It’s true, not much is open — it’s worth it to call ahead in many instances to check on winter hours — but you have the islands to what feels like yourself, and at winter rates. Early spring was usually sleepy, one proprietor told me, but January and February were more like a coma; he usually spent more time doing his taxes than welcoming guests. If you do arrive then, you can have all the personal service you want. The important thing is that Allium opens on Thursdays during the week, but more on that later.
Now, during the summer, the Victoria Clipper, which leaves from the Seattle waterfront, can drop you at Friday Harbor on San Juan Island, eezy peezy. In winter, it’s more of an expedition. You’re likely driving north on I-5 for an hour, until you see the sign for exit 230, and Highway 20 West, which leads you in another twenty minutes or so to the ferry at Anacortes. (Kenmore Air can also get you there, but then you need to figure out how to get around. Bicycle and moped rental is available.)
The fare from Anacortes to Orcas Island for a standard vehicle and driver is about $35, extra passengers $12 — that’s round trip, fares aren’t collected eastbound. Ferries leave from Anacortes all day, 4:30 a.m. to 9:05 p.m., but not all make stops at Orcas; study the schedule. The ferry trip takes a very scenic hour, usually stopping at Lopez and/or Shaw Islands on the way. Be ready, because your wildlife adventure has already started.
An official and unofficial wildlife preserve.
The ranger at Moran State Park seemed a little crestfallen when I asked about where I might go to photograph birds. This time of year, he admitted, all the birds that were gonna fly south had flown. “Still, you might see…,” and he listed off a few minutes of the birds and waterfowl that were likely hanging around. As it turned out, bald eagles were a dime a dozen. Cormorants? You couldn’t take two steps without a cormorant giving you a once-over.

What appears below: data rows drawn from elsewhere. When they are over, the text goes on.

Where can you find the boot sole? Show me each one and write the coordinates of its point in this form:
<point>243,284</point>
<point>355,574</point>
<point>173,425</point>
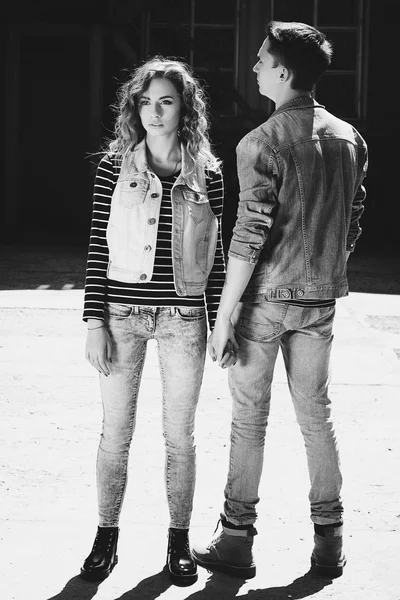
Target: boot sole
<point>234,571</point>
<point>331,571</point>
<point>182,580</point>
<point>93,576</point>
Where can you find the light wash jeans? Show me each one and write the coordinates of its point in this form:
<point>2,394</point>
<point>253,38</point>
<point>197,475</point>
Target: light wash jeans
<point>181,335</point>
<point>305,337</point>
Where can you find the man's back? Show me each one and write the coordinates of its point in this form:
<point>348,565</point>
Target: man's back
<point>312,164</point>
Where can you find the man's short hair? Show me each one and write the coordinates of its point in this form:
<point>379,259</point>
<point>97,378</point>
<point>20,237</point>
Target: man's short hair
<point>302,49</point>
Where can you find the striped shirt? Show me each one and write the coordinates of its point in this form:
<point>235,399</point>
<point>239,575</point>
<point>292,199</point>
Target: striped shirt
<point>160,291</point>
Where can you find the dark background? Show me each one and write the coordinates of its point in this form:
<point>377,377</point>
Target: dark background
<point>64,60</point>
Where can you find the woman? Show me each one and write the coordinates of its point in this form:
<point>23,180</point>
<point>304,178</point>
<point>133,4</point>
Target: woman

The road up Mt. Constitution was gated after Little Summit, due to snow. In a thick fog, I wandered into a group of grazing deer, who seemed less startled than I was. Lower down, cyclists were doing pre-race inspection of a course around Mountain Lake. You can walk the 3.9-mile loop easily; it’s mostly flat and mostly follows the lake’s edge, affording all sorts of perspectives. Cascade Lake is another vantage point that never seems to offer the same scenery twice.
Orcas is not a large island, and it’s split more or less in half by its East Sound, making the longest distances from Eastsound-the-village to anywhere else about 10 to 15 miles. Even though speed limits in the main range from 25 to 35 mph — and islanders respect them — you can still tool up and down the whole island in a day. With two days, you have time to get out of the car and traipse around a bit. Longer than that, and you can begin your downshift to island time, which is often the point.
I didn’t see any otters, though I was told the ones near Brandt Landing had been out earlier in the day. Waterfowl filled every pond on Orcas, which is saying something; I began to think off the island as the land of 10,000 ponds. Winter-fluffy rabbits poked their heads out of hedges. There may not have been that many people on the island, but I certainly wasn’t alone.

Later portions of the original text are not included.